Editoria

Forbes France chiude dopo il caso delle copertine vendute

La rivista Forbes France cesserà ufficialmente le pubblicazioni dopo la decisione del gruppo americano Forbes di non rinnovare la licenza concessa nel 2016 al partner francese 360 Business Media. Una scelta che arriva in seguito a uno scandalo legato alla vendita di copertine e contenuti sponsorizzati, episodio che ha sollevato interrogativi sull’integrità editoriale dell’edizione francese.

Alla base della rottura vi sarebbe la commercializzazione di alcune prime pagine a pagamento, pratica che ha reso meno chiari i confini tra informazione e pubblicità. Forbes, marchio globale che fonda il proprio valore sulla credibilità nel mondo business e finanziario, avrebbe ritenuto incompatibile tale condotta con i propri standard etici.

Il caso è emerso pubblicamente il 18 gennaio 2025 grazie a un’inchiesta della rivista Marianne. Secondo quanto rivelato, l’influencer Magali Berdah avrebbe pagato una somma considerevole per apparire sulla copertina di un’edizione limitata. Parallelamente, la società CashAngel avrebbe beneficiato di un articolo a pagamento prima di essere successivamente perseguita per frode e abuso di fiducia. Le rivelazioni hanno acceso un dibattito più ampio sulla trasparenza nel giornalismo economico e sull’uso dei contenuti sponsorizzati.

Il gruppo 360 Business Media, che deteneva la licenza francese di Forbes, ha motivato la fine del contratto con “ragioni strategiche”, secondo quanto riportato da La Lettre. Tuttavia, fonti vicine al dossier indicano che la decisione della casa madre americana sarebbe chiaramente legata a preoccupazioni di natura etica e reputazionale.

Per Forbes si apre ora una fase di transizione. Il gruppo statunitense ha annunciato di essere in trattative con altri operatori mediatici francesi per l’assegnazione di una nuova licenza, segnale della volontà di mantenere una presenza nel mercato francese, uno dei più rilevanti in Europa per l’informazione economica.
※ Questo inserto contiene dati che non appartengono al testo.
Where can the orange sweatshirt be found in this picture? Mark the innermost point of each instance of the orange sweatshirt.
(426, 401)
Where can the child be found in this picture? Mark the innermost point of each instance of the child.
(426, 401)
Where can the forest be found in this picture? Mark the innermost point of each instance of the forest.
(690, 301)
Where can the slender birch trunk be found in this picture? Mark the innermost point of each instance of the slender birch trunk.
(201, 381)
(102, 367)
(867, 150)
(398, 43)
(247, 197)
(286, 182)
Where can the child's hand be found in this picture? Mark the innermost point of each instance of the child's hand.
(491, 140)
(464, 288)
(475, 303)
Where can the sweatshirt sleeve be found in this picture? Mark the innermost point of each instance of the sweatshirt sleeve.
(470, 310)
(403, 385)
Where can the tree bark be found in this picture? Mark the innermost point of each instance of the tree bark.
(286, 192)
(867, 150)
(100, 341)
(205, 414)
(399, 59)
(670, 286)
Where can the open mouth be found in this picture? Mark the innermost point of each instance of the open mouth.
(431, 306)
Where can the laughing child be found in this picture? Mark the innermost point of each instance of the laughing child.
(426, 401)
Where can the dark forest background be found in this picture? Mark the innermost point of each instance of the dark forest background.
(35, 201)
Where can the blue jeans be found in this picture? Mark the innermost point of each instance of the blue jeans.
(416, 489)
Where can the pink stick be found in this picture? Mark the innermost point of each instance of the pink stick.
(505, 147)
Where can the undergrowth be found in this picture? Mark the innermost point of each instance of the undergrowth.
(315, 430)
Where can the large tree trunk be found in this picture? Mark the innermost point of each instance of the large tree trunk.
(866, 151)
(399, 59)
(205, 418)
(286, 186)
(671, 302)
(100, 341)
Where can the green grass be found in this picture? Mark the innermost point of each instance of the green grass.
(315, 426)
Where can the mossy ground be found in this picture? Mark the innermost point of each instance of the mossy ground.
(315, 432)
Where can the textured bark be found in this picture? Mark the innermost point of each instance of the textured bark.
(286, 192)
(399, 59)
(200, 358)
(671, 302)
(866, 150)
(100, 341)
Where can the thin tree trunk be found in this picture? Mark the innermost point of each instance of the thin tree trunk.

Quanto a 360 Business Media, l’editore ha dichiarato l’intenzione di concentrarsi sul lancio dell’edizione francese di Time, il cui primo numero trimestrale è previsto per aprile 2026. Una mossa che punta a rilanciare il posizionamento del gruppo nel segmento dell’informazione internazionale, ma che dovrà inevitabilmente fare i conti con l’ombra della vicenda Forbes.

Il caso rappresenta un monito per l’intero settore dei media: nell’era della monetizzazione aggressiva e dei contenuti branded, la distinzione tra informazione e pubblicità resta un elemento centrale per la fiducia dei lettori e per la sostenibilità a lungo termine di un marchio editoriale.